March 16, 2018

Beacon Developer NetObjex Enters Library Market with SmartLibrary

NetObjex beaconNewport Beach, CA-based NetObjex, developer of turnkey “Internet of Things” (IoT) device management solutions for commercial enterprises, recently announced the launch of SmartLibrary, a system that enables libraries to transmit targeted, location-relevant messages to their patrons’ smartphones and mobile devices. IoT is a new area of computing and includes smart devices such as beacons and sensors that enable machine to machine communications. The company joins library app developers Capira Technologies and BluuBeam, which each separately announced the launch of beacon services in the fall of 2014.

Beacons are small, coin cell battery–powered wireless devices that transmit Bluetooth signals within an adjustable range of one foot to 250 feet. For example, a beacon placed in a library’s computer area could be programmed to send a schedule of upcoming computer courses only to patrons who approach or enter the area. A separate beacon might be deployed in a local café or commuter rail station to transmit more general messages about the library and upcoming events. Beacon messages also facilitate sharing. An individual can easily forward a message about an upcoming event to a friend who might be interested, or post the event on social media platforms if he or she plans to attend.

In a message sent to LJ, NetObjex officials added that the system works with beacons/sensors from any vendor, and can also be used for asset tracking, or to generate “heat maps” of patron traffic and activity within a library building by gathering data on the number of messages that were sent by each of their beacons during a specific time frame.

The NetObjex SmartLibrary is a cloud-based Platform as a Service (PaaS) that includes a suite of components for using the IoT devices, including a content management system for creating messages, a point-and-click device registry and admin interface for controlling the beacons/sensors, an analytics service, and a custom mobile app that patrons can download to begin receiving messages.

Unlike the apps from Capira and BluuBeam, the NetObjex Browsa! beacon app and web browser can also receive messages, such as coupons, special offers, and notifications from enterprises that use the company’s Content Management System. When asked whether some libraries and library patrons might prefer not to receive commercial content when using an app that they signed up for at their library, company officials told LJ that patrons who only wish to receive messages from libraries and non-commercial institutions such as museums will be able to opt out of receiving messages from businesses on an individual basis.

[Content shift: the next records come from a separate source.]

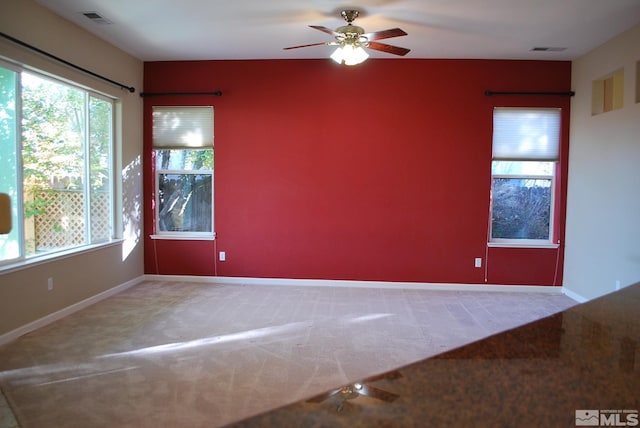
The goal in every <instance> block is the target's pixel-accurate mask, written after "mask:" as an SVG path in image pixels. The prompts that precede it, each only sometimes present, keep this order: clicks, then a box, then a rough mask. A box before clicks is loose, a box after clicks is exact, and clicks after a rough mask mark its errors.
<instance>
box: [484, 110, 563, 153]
mask: <svg viewBox="0 0 640 428" xmlns="http://www.w3.org/2000/svg"><path fill="white" fill-rule="evenodd" d="M559 150H560V109H557V108H548V109H547V108H545V109H534V108H506V107H498V108H495V109H494V112H493V159H494V160H535V161H556V160H558V157H559Z"/></svg>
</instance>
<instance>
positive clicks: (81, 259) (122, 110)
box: [0, 0, 144, 343]
mask: <svg viewBox="0 0 640 428" xmlns="http://www.w3.org/2000/svg"><path fill="white" fill-rule="evenodd" d="M0 1H1V3H2V4H1V6H0V31H2V32H3V33H5V34H8V35H9V36H12V37H14V38H17V39H19V40H22V41H23V42H26V43H28V44H31V45H33V46H36V47H38V48H40V49H42V50H44V51H47V52H49V53H51V54H53V55H56V56H58V57H60V58H63V59H65V60H67V61H69V62H72V63H74V64H77V65H79V66H81V67H84V68H86V69H88V70H91V71H93V72H95V73H99V74H102V75H104V76H107V77H109V78H110V79H112V80H115V81H118V82H122V83H124V84H126V85H128V86H133V87H135V88H136V92H135V93H134V94H131V93H129V92H127V91H125V90H122V89H120V88H119V87H117V86H113V85H111V84H109V83H105V82H103V81H101V80H98V79H96V78H95V77H92V76H89V75H87V74H85V73H81V72H78V71H76V70H74V69H72V68H70V67H67V66H63V65H60V64H59V63H57V62H55V61H52V60H50V59H47V58H46V57H44V56H42V55H38V54H34V53H32V52H30V51H29V50H27V49H25V48H22V47H20V46H18V45H16V44H15V43H13V42H10V41H7V40H5V39H4V38H0V57H2V58H4V59H10V60H12V61H14V62H17V63H19V64H23V65H25V66H30V67H34V68H37V69H39V70H42V71H45V72H49V73H52V74H54V75H57V76H60V77H64V78H68V79H70V80H72V81H75V82H78V83H80V84H84V85H86V86H88V87H91V88H93V89H95V90H97V91H100V92H102V93H105V94H107V95H110V96H112V97H114V98H116V99H118V101H117V106H118V107H117V112H118V116H119V117H118V122H119V124H120V129H121V133H119V135H118V146H119V154H118V156H117V157H118V164H119V165H118V170H117V171H116V174H115V176H116V178H118V177H119V176H120V177H121V180H119V181H118V185H119V186H120V187H122V198H121V199H119V200H118V201H117V205H118V212H119V213H121V214H122V215H121V216H119V220H120V225H119V229H120V231H121V235H122V237H123V241H122V242H118V243H117V244H115V245H112V246H108V247H105V248H99V249H96V250H94V251H90V252H84V253H81V254H75V255H73V256H70V257H67V258H59V259H56V260H52V261H48V262H45V263H41V264H38V265H35V266H30V267H27V268H21V269H13V270H11V271H9V272H7V271H6V270H5V271H0V343H1V342H2V338H3V335H4V336H5V337H6V335H7V334H8V333H9V332H13V331H15V330H16V329H18V328H19V327H22V326H24V325H27V324H30V323H34V322H35V321H37V320H39V319H42V318H44V317H48V316H50V315H51V314H54V313H57V312H58V311H61V310H63V309H64V308H67V307H69V306H72V305H75V304H77V303H78V302H82V301H84V300H86V299H90V298H92V297H93V296H96V295H99V294H102V293H106V292H108V291H109V290H113V289H114V288H115V287H117V286H119V285H121V284H125V283H127V282H131V281H133V280H135V279H137V278H139V277H140V276H141V275H143V265H144V264H143V251H142V242H143V241H142V239H141V237H142V235H141V234H142V232H141V230H142V194H143V192H142V161H141V159H142V100H141V98H140V96H139V93H140V91H141V90H142V79H143V62H142V61H140V60H139V59H137V58H134V57H132V56H131V55H129V54H126V53H125V52H123V51H121V50H119V49H117V48H115V47H113V46H112V45H109V44H108V43H106V42H104V41H102V40H100V39H98V38H97V37H95V36H93V35H92V34H90V33H88V32H86V31H85V30H83V29H81V28H80V27H78V26H77V25H75V24H72V23H70V22H69V21H66V20H64V19H62V18H60V17H59V16H57V15H55V14H53V13H51V12H50V11H49V10H48V9H45V8H43V7H42V6H40V5H39V4H37V3H35V2H34V1H33V0H0ZM49 277H52V278H54V284H55V285H54V289H53V290H52V291H48V289H47V278H49Z"/></svg>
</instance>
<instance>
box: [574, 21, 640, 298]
mask: <svg viewBox="0 0 640 428" xmlns="http://www.w3.org/2000/svg"><path fill="white" fill-rule="evenodd" d="M638 61H640V25H636V26H635V27H633V28H632V29H630V30H628V31H626V32H624V33H622V34H620V35H619V36H617V37H615V38H614V39H612V40H610V41H608V42H607V43H605V44H604V45H602V46H600V47H599V48H597V49H594V50H593V51H591V52H589V53H588V54H586V55H584V56H583V57H581V58H579V59H577V60H575V61H574V62H573V65H572V85H573V89H574V90H575V91H576V95H575V97H574V99H573V100H572V105H571V128H570V129H571V143H570V144H571V145H570V152H569V189H568V200H567V229H566V253H565V266H564V287H565V289H567V290H568V291H569V292H570V294H571V293H573V294H575V296H574V297H582V298H584V299H592V298H595V297H598V296H601V295H603V294H607V293H610V292H613V291H615V290H616V282H617V281H619V283H620V285H621V286H622V287H624V286H627V285H630V284H633V283H635V282H638V281H640V103H638V102H637V99H636V90H637V89H636V85H637V80H636V79H637V74H636V73H637V72H638V70H637V68H638ZM621 68H624V106H623V108H622V109H620V110H614V111H610V112H606V113H602V114H599V115H596V116H592V114H591V87H592V81H594V80H597V79H601V78H603V77H605V76H607V75H608V74H610V73H612V72H614V71H617V70H619V69H621Z"/></svg>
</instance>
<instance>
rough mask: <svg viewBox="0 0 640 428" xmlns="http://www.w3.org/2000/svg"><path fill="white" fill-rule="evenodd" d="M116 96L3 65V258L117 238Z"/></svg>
mask: <svg viewBox="0 0 640 428" xmlns="http://www.w3.org/2000/svg"><path fill="white" fill-rule="evenodd" d="M112 115H113V100H111V99H107V98H105V97H103V96H100V95H98V94H96V93H93V92H91V91H88V90H86V89H83V88H80V87H76V86H73V85H71V84H68V83H63V82H62V81H58V80H55V79H53V78H50V77H45V76H43V75H39V74H37V73H35V72H30V71H24V70H21V69H19V68H12V67H11V66H9V65H5V66H4V67H3V66H1V65H0V192H2V193H8V194H9V196H10V198H11V201H12V224H13V225H14V228H13V230H12V231H11V233H9V234H8V235H0V263H4V262H9V261H16V260H20V259H23V258H28V257H34V256H38V255H42V254H47V253H51V252H55V251H58V250H63V249H70V248H75V247H81V246H85V245H89V244H95V243H100V242H105V241H108V240H110V239H111V238H112V237H113V173H112V169H113V168H112V163H113V161H112V156H113V154H112V146H113V118H112Z"/></svg>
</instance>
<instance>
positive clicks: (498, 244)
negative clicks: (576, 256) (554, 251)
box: [487, 242, 560, 249]
mask: <svg viewBox="0 0 640 428" xmlns="http://www.w3.org/2000/svg"><path fill="white" fill-rule="evenodd" d="M487 246H488V247H489V248H550V249H555V248H558V247H560V244H554V243H553V242H541V243H537V242H489V243H487Z"/></svg>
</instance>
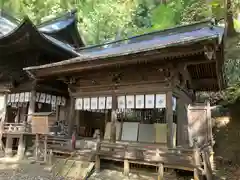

Capira and BluuBeam have made a point of creating beacon apps that are exclusive to libraries and cultural institutions, but according to NetObjex officials, the company’s view is that early adopters of this technology are interested in receiving location-specific messages from a variety of sources, and might be disappointed with an app that is only responsive within a library or museum. If a patron does not want to receive certain messages, he or she can simply opt out.

NetObjex is currently beta testing LibrarySmart with two library systems, and expects be widely available beginning in June.